The business recently won the Employer Excellence Award, which recognizes leaders who provide employment opportunities for the people Living Arrangements for the Developmentally Disabled (LADD) serves.

“I sweep, mop, wash cars and do everything the right way,” Roach said.

Faith Maynard, who has worked with Roach for years through LADD, has seen him thrive as a result of being part of the Rohde’s business.

In addition to providing Roach with steady work, Steve Rohde and his staff consider him a valued part of their lives. They include him in social functions, take care to remind him of his medical appointments, and even provided financial assistance during a challenging time.

“The funeral home has been a blessing to John in many ways in it has lent stability to his life, given him a stable source of income and it has helped bridge the gap between family members and care providers,” she said.

Over the years, Maynard has seen Roach lose many stakeholders in his life, but Rohde and his staff have stepped up as advocates. They have played a key role in educating the entire Mt. Lookout community about Roach’s strengths, and, as a result, other businesses have hired him for temporary needs.

“I am like a brother for him and Steve is like a brother for me,” Roach said. “I won’t quit my job for nothing.
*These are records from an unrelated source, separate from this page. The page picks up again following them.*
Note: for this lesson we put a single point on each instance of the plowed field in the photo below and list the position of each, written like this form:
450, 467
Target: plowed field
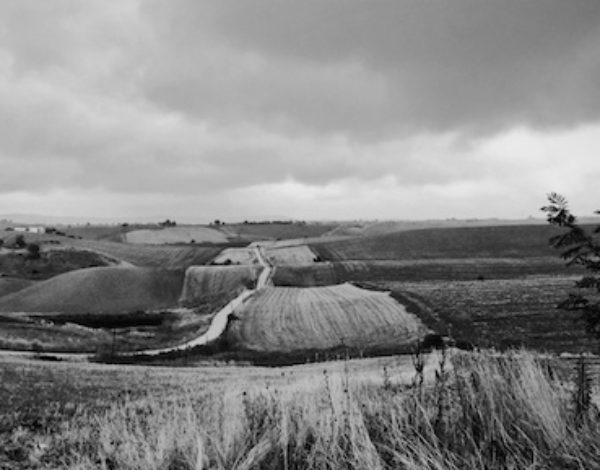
203, 281
291, 255
288, 319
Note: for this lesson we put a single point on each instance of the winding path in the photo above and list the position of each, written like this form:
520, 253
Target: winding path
216, 329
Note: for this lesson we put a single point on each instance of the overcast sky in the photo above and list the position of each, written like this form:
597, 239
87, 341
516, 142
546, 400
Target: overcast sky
313, 109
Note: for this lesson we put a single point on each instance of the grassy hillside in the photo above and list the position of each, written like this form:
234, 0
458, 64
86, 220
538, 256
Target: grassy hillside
179, 234
50, 262
499, 313
154, 256
459, 269
275, 231
203, 281
287, 319
99, 290
158, 256
471, 242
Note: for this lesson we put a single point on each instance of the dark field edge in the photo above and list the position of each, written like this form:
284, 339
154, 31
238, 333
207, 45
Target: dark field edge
220, 351
455, 242
337, 272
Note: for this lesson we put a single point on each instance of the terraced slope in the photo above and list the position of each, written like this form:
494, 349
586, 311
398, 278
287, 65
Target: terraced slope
470, 242
204, 281
99, 290
289, 319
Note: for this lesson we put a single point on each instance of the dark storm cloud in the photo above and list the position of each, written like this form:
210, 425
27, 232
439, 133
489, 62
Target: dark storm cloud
382, 67
146, 102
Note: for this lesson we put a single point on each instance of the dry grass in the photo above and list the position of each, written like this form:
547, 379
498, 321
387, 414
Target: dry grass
287, 319
481, 411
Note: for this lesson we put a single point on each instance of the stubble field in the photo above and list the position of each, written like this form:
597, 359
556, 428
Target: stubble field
288, 319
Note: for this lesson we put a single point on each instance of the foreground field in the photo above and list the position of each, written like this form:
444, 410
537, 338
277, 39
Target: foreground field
468, 411
287, 319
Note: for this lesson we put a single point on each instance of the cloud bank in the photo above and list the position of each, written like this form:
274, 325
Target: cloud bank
334, 109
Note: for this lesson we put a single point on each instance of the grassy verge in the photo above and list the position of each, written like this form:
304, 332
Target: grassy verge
480, 411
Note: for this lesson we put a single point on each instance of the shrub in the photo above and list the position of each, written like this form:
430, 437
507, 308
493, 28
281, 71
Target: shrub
33, 251
20, 241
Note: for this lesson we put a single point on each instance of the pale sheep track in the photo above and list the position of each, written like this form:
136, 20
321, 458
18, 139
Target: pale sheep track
288, 319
I like where I am now.”

Story adapted from LADD website recognizing the Taking Flight Awards ceremony recipients.

Upcoming events to build inclusive workplaces

The Cincinnati USA Regional Chamber of Commerce is hosting a new event as part of their Diverse By Design initiative. It begins at noon on Monday, Sept. 26.

Topics include:

  • ROI of employing people with disabilities and veterans
  • Understanding employer tax incentives
  • Local business success stories
  • Workplace accomodation and fostering a culture of openness and comfort

Paul Daughtery, an award-winning sports journalist and author, is the keynote speaker. His book, “An Uncomplicated Life,” is about his daughter Jillian, who has Down syndrome. Jillian has been successfully employed in the community for years and wrote a guest post for our blog earlier this year.

Registration and details on the Chamber’s website.

Also, on Sept. 27, the U.S. Department of Agriculture (USDA), in partnership with the National Disability Mentoring Coalition, is hosting a celebration to kick off National Disability Employment Awareness Month (NDEAM).

The celebration, 11 a.m. to 12:30 p.m., highlights USDA’s new Disability Mentoring Model as a means to support increased employment and advancement of individuals with disabilities in the federal government and provides the framework for agencies and disability organizations to collaborate and share resources. Hear from top leaders about how the federal government is working to increase hiring, advancement, and retention of people with disabilities, and learn about a new multi-sector disability mentoring model.

#InclusionWorks: Mentoring to and through Employment is being held in Washington D.C., but can be watched live via the web. More information and registration details available online.

VIDEO: Encouraging employers to hire people with DD

Many organizations in Cincinnati are encouraging local businesses to consider hiring adults with developmental disabilities, and the Down Syndrome Association of Greater Cincinnati (DSAGC) is no different. A recently released video highlights the abilities people with DD make in the local workforce.

“We really want to see ourselves as catalysts to encourage employers … to open their minds to the possibility of hiring adults with Down syndrome and really give them a chance,” said Jim Hudson, executive director of DSAGC.